Ashford, Wash.—Paradise is a little bit nicer now. This is referring, of course, to the Paradise Inn in Mount Rainier National Park originally built in 1916. The 80-room Annex has been reopened after a $25 million renovation. This restoration project is a cornerstone event to show how the National Park Service is working to address its maintenance backlog, and in the process, preserving important elements of the nation’s heritage, including historic structures, important roads, and significant trails. The Paradise Inn project entailed preserving the historic features of Paradise Inn and the Annex while modernizing the structural integrity for seismic stability, electrical systems, plumbing, and improving the aesthetics of the rooms and public spaces.

“This is a local story with national significance,” says Chip Jenkins, the park’s superintendent. “Mount Rainier is an icon on the horizon of the Pacific Northwest, and Paradise is the top destination of most of the park’s 1.5 million annual visitors.
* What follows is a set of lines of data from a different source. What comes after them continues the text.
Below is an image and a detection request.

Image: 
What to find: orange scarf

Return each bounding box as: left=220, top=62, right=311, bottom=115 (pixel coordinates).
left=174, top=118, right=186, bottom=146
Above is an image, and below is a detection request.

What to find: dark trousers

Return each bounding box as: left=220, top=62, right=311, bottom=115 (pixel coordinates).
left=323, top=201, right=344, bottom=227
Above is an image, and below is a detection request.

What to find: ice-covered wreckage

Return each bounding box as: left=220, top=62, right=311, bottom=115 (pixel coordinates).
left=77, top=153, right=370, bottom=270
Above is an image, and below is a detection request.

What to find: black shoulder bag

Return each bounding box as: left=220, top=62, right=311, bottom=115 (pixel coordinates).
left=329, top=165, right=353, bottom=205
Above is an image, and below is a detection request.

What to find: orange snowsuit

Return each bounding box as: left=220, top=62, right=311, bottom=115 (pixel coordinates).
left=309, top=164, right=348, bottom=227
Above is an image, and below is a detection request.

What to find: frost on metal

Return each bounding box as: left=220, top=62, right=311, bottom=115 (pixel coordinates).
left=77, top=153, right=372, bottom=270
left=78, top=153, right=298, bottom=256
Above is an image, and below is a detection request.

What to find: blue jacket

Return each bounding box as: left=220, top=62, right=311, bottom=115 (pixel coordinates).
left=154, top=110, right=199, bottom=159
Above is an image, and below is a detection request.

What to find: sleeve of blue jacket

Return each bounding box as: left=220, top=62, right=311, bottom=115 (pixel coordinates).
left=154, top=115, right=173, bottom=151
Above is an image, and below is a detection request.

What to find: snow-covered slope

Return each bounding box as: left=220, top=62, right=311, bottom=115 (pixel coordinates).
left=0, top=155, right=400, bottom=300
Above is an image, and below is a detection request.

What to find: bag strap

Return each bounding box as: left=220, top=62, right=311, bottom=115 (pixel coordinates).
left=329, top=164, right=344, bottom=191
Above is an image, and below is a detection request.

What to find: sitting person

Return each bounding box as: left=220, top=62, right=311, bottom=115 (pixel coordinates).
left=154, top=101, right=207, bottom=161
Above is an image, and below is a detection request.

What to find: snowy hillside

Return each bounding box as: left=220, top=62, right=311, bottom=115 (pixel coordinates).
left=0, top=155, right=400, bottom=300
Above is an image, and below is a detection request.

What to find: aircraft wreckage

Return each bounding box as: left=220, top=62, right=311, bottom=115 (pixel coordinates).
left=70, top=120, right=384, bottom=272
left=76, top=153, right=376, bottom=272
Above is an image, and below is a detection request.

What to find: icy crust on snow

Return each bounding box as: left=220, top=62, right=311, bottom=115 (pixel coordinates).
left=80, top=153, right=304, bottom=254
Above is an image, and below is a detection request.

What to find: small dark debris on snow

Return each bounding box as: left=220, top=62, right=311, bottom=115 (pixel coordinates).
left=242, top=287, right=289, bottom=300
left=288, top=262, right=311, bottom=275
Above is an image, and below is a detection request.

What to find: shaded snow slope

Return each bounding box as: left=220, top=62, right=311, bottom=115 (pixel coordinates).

Over a million people will take photos of the Inn, enjoy a meal in the dining room, or just relax and enjoy the stately lobby.”

According to the National Park Service website, the next step in the restoration of the Paradise area is the revegetation of the 20,000 square foot project construction footprint. A total of 70,000 plants will be replanted to restore the site to its pre-construction condition. In 2018, native seeds were collected from the surrounding area in preparation for being cultivated in the park’s greenhouse. Park staff, along with volunteers and interns, will work to replant the area starting later this year.